I've been experimenting with introducing moments of relaxation into my every day. For me, that includes some amount of alone time. I recently realized that I have not been giving myself my alone time. I added it back to my work day a couple of weeks ago and I found myself to be calmer at work.
I sometimes worry that I appear "anti-social" because I choose to eat lunch alone. I enjoy my co-workers...but, like I said, without my alone time, I may not be at my best.
I've recently found a break out room at work that is rarely in use around lunch time. I've been disappearing in there with my iPhone or book or magazine for my lunch hour.
Today, I read portions of the most recent issue of Martha Stewart Living. Actually, I looked at many of the beautiful photographs and read one (that's right, only one) article.
The article was approximately two pages and spoke to me with tidbits I didn't know had been researched and that I find exciting. Forgive me for not remembering the title of the article or the author. But, if you decide you want to seek out the article, it should be pretty obvious which one it is (once I explain).
The article was about the psychological benefits of creating crafts. As you know, I've recently taken up painting as a hobby and I find that time stands still when I'm "in the zone". When I complete my work I'm both "spent" and refreshed. It doesn't make sense that I would be both things at the same time.
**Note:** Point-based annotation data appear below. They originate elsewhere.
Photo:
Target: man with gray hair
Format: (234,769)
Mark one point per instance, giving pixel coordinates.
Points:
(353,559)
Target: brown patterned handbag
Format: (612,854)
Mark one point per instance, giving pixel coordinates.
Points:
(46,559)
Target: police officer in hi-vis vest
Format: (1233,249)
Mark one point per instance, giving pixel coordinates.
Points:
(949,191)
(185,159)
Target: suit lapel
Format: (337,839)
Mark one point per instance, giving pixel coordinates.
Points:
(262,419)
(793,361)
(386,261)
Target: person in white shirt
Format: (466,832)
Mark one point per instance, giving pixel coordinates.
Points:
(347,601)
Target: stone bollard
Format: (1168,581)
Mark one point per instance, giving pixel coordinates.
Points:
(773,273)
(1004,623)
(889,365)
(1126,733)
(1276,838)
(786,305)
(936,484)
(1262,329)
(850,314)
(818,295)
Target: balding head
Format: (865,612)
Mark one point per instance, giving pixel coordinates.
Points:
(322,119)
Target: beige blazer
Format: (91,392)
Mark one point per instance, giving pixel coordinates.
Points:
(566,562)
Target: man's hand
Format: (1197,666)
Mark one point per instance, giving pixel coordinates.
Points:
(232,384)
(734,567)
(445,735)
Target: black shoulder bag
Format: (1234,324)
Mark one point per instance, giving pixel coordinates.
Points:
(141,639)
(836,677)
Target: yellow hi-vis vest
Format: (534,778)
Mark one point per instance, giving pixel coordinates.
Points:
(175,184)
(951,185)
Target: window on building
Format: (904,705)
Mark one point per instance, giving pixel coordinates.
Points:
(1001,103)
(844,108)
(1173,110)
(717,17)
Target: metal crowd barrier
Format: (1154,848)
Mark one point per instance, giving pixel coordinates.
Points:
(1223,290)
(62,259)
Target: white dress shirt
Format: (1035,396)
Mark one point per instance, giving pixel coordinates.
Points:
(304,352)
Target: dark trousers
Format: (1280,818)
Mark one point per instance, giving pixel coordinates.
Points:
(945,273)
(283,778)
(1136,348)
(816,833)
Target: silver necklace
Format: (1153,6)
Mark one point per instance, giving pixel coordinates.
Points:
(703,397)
The article explained that crafting can have similar benefits to meditation. It said that the physical and creative part of crafting required full presence and the part of the brain that "problem-solves" (my word) has to turn itself off during the craft project. The mind can not just "turn off" on its own. But when the brain is engaged in something that takes full concentration, the mind can take a rest from the constant thinking and problem solving that it gravitates to.
The article quoted a psychology researcher and explained how different locations of the brain are engaged in different activities and how making sure that the brain gets some "down time" helps a person gain the feelings of relaxation when crafting. There are some releases of feel-good hormones as well. One is released because of the physical repetitiveness of an activity. One is released with the pleasure of something beautiful and yet another is released if the project is being created as a gift. One factoid I remember is that some crafts (it specifically referred to knitting) can have the same relaxing result as petting a dog or a cat. --We've all heard the studies of how petting a dog or cat reduces blood pressure, and promotes heart health.
One thing I should point out is the MSL article emphasized that the act of creating was what produced the positive health and emotional benefits. The final result of the project was not material to the health results. The emphasis is on the "doing" of the thing.